T WO TRENDS in American capitalism in past decades are too stark to be ignored. The first is rising market concentration—a phenomenon observed in 75% of industries ranging from those that traffic in bodily fluids (kidney dialysis and blood-plasma donation centres) to those that traffic in data (broadband providers, credit-card companies, and the tech giants roaming Silicon Valley). The second trend is the declining share, up until the mid-2010s, of spoils going to the suppliers of labour. Whether these are unhealthy indicators has been hotly debated. Some argue that intense competition unleashed by globalisation and technological progress may destroy the least efficient firms, leaving only a small cadre of the most productive (the “winner take most” model). Others insist that it is a sure sign of market sclerosis.
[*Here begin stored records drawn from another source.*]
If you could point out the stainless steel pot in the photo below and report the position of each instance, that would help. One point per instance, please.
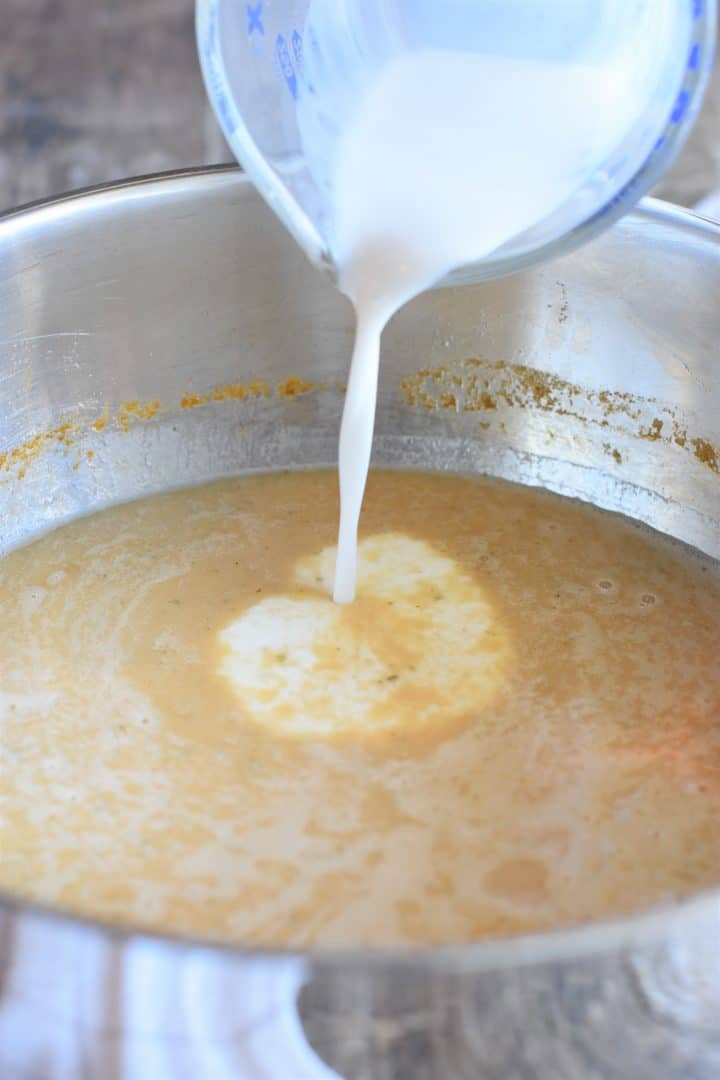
(125, 314)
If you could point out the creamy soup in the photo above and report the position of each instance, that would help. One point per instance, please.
(515, 727)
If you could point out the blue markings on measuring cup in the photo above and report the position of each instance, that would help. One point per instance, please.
(680, 107)
(297, 48)
(286, 65)
(254, 12)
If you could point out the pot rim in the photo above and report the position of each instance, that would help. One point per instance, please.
(601, 936)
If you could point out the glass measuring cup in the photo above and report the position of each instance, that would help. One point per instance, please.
(268, 63)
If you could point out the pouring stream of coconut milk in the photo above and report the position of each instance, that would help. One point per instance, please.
(444, 157)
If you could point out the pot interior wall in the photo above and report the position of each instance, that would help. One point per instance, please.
(164, 333)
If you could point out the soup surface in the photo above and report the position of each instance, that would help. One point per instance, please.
(516, 726)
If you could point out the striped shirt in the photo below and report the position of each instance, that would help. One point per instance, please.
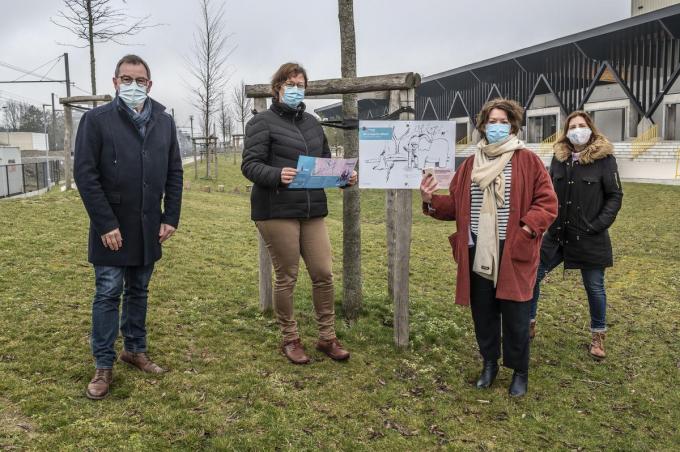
(503, 212)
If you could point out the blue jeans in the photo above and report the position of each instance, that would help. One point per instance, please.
(111, 282)
(593, 281)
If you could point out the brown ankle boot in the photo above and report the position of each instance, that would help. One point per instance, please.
(141, 361)
(333, 348)
(597, 346)
(295, 352)
(99, 385)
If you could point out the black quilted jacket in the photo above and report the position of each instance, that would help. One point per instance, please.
(275, 139)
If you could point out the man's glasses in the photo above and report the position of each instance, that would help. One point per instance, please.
(141, 81)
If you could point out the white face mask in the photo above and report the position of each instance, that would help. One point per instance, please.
(579, 136)
(133, 94)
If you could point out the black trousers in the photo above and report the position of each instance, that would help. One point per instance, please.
(499, 321)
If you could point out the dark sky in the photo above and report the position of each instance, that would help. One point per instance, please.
(427, 36)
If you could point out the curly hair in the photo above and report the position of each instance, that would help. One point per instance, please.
(562, 139)
(286, 71)
(512, 108)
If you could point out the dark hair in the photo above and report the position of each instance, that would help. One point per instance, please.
(286, 71)
(132, 59)
(512, 108)
(589, 122)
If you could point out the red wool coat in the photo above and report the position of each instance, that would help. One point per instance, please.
(533, 202)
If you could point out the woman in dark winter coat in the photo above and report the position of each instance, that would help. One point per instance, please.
(291, 222)
(586, 179)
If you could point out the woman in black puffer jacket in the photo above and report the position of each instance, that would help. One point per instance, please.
(291, 222)
(586, 179)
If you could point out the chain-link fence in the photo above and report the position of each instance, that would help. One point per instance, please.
(27, 177)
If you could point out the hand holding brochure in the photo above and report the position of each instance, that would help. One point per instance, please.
(321, 173)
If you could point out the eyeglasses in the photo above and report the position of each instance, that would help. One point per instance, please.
(126, 80)
(291, 85)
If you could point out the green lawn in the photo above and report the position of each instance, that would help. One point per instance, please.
(230, 389)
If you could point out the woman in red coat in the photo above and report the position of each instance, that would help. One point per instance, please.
(502, 200)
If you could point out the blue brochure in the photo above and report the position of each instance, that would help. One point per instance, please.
(322, 173)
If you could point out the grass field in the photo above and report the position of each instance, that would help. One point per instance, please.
(230, 389)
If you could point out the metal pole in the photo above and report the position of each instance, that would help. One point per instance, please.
(47, 152)
(68, 76)
(53, 142)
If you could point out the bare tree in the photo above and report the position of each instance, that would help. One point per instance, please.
(95, 22)
(226, 123)
(212, 48)
(242, 104)
(351, 218)
(14, 113)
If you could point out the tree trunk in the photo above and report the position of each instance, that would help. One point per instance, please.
(351, 219)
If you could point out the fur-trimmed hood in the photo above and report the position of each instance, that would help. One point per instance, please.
(598, 149)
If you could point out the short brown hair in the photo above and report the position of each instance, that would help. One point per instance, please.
(132, 59)
(591, 125)
(286, 71)
(512, 108)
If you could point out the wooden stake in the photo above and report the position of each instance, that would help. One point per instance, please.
(403, 219)
(265, 262)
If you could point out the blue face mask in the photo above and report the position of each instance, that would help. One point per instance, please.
(133, 94)
(292, 96)
(497, 132)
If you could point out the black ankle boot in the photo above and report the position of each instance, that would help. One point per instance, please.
(520, 382)
(488, 375)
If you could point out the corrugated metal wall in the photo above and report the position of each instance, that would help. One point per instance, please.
(645, 6)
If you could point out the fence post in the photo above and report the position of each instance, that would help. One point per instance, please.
(23, 178)
(403, 218)
(265, 262)
(68, 129)
(389, 212)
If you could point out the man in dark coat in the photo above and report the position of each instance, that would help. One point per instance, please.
(127, 164)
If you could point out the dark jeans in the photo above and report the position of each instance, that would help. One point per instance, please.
(493, 317)
(111, 282)
(593, 281)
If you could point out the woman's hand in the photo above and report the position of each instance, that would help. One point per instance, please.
(353, 179)
(427, 187)
(287, 175)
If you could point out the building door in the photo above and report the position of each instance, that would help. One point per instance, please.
(541, 127)
(672, 126)
(461, 131)
(612, 123)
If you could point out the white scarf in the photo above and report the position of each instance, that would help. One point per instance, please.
(487, 172)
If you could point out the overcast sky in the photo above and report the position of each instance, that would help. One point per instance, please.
(427, 36)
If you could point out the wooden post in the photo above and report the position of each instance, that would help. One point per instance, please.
(265, 267)
(389, 212)
(403, 218)
(68, 132)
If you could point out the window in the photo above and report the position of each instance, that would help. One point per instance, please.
(541, 127)
(612, 123)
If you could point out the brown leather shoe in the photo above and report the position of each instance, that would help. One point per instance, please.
(141, 361)
(597, 346)
(295, 352)
(99, 385)
(333, 348)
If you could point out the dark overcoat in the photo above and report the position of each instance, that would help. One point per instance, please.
(128, 182)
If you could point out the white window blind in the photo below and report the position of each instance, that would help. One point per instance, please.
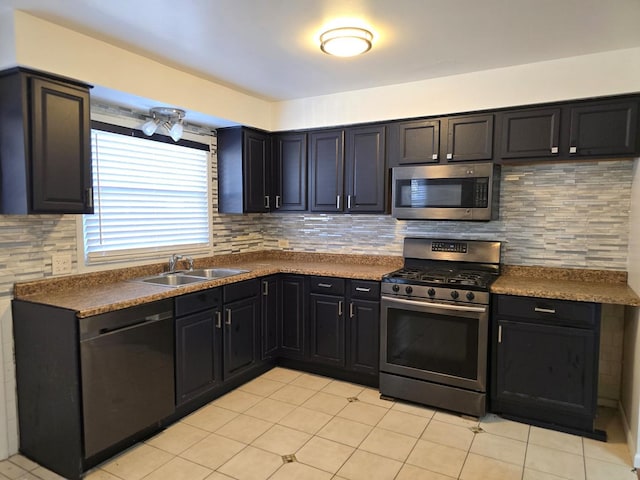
(151, 198)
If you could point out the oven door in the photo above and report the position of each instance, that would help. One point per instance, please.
(438, 342)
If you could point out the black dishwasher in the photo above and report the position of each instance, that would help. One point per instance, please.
(127, 372)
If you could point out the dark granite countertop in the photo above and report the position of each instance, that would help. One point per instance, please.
(101, 292)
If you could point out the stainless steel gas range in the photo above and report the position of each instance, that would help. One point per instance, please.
(435, 323)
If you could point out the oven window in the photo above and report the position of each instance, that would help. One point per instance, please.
(433, 342)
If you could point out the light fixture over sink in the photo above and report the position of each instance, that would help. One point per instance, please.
(169, 118)
(346, 41)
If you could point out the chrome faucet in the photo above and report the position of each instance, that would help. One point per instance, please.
(175, 258)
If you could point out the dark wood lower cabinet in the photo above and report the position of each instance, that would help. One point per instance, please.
(364, 336)
(326, 329)
(292, 318)
(545, 362)
(241, 327)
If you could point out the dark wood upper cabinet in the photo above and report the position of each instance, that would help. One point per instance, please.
(45, 144)
(469, 138)
(530, 133)
(244, 170)
(326, 163)
(365, 169)
(604, 128)
(289, 179)
(414, 142)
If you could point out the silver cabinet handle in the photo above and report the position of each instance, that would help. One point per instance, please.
(544, 310)
(88, 200)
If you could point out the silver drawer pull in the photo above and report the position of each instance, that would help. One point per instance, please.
(544, 310)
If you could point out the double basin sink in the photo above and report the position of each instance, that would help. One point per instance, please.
(187, 277)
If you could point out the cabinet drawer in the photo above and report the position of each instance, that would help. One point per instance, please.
(326, 285)
(364, 289)
(195, 302)
(240, 290)
(550, 311)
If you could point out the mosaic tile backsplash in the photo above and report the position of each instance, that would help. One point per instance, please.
(571, 215)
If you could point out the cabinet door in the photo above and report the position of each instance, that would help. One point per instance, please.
(365, 169)
(415, 142)
(289, 180)
(241, 329)
(548, 371)
(364, 336)
(469, 138)
(61, 148)
(270, 317)
(326, 330)
(292, 317)
(530, 133)
(604, 128)
(198, 354)
(326, 161)
(256, 171)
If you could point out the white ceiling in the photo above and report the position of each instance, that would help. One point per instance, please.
(269, 47)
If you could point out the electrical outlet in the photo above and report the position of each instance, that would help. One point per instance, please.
(61, 264)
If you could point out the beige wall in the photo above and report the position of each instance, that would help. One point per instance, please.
(631, 361)
(78, 56)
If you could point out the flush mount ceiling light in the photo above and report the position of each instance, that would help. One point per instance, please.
(346, 41)
(169, 118)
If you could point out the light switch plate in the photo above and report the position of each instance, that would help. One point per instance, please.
(61, 264)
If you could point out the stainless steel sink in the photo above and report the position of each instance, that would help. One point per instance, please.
(190, 276)
(215, 272)
(172, 279)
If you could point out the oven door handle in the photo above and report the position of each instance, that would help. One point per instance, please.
(443, 306)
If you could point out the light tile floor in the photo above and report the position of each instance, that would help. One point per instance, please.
(337, 430)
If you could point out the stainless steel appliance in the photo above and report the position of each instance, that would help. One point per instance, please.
(435, 323)
(467, 191)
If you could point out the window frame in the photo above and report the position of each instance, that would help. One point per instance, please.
(150, 257)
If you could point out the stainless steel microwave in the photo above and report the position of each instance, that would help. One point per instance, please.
(466, 191)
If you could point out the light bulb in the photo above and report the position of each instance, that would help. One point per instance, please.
(150, 127)
(346, 42)
(176, 131)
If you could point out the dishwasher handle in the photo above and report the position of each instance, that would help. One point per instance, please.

On July 9th President Joe Biden indicated that he identifies fully with the critics. That was when he signed an executive order arguing that a lack of competition had been increasing prices for consumers and squashing wages for workers, and stating that the federal government would not stand for it. Casting himself as a latter-day Roosevelt (both Teddy and Franklin enjoyed a trust bust), Mr Biden vowed that the whole federal government would devote itself to “address over-concentration, monopolisation and unfair competition”. His order specified 72 initiatives for more than a dozen federal agencies to work on, alongside the creation of a new competition council made up of cabinet members and senior White House staff.